Panel Statement
Panel: Arabesque, Mandala, Algorithm: A Long History of Generative Art
John Whitney and James Whitney began with random dots. Computer processing repeated, rearranged, and recombined these dots into figures, generating precise, strobing patterns, which they presented as films, with titles like Lapis and Permutations. These films, from the 1960s and 70s, pointed toward a future for “machine-realized art” that sidestepped traditional concepts and habits of representation. Indeed, according to the Whitneys, their early films sought to destroy “the particular of representation” through a concept of serial permutation by which a form could be “juxtaposed dynamically against itself through retrogression, inversion, and mirroring.” This paper will examine the work of the Whitneys’, across several generations of computers, as articulating a critique of hegemonic representation. This critique is founded in a practice of repetition and difference that steps outside the hierarchies of representation. The repeating forms created by the strobing dots subvert representational self-presence as they generate an expansive, proliferating difference, to be experienced rather than accounted for—a difference which offers an alternative way of seeing with the computer.

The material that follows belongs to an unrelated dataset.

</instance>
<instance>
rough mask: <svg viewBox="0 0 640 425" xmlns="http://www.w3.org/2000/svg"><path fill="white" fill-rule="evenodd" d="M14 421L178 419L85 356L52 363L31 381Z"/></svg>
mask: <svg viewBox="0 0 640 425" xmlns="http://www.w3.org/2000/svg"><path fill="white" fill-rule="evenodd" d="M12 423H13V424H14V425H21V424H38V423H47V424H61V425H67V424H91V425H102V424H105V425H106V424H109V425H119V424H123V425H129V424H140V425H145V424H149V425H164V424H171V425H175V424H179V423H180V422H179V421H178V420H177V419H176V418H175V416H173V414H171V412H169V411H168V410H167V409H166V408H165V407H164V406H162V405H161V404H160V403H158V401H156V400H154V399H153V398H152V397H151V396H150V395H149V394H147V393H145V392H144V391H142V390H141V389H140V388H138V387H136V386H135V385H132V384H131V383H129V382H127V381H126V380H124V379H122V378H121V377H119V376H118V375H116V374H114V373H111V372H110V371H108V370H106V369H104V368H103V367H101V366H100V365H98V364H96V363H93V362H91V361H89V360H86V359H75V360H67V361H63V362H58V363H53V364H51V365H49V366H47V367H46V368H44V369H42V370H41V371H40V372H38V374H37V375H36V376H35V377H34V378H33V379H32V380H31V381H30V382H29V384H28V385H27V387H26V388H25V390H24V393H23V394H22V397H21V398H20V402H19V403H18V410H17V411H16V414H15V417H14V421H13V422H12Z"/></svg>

- Zabet Patterson specializes in the history and theory of digital media with a particular emphasis on the intersection of computational media and art in the postwar period. Her publications include ‘Consuming Fantasy in the Digital Era’, in Pornography On/Scene, a collection edited by Linda Williams, as well as forthcoming articles on Jim Campbell and John and James Whitney. She is presently Assistant Professor in Art at Stony Brook University, and a member of the Consortium for Digital Arts, Culture, and Technology (cDACT).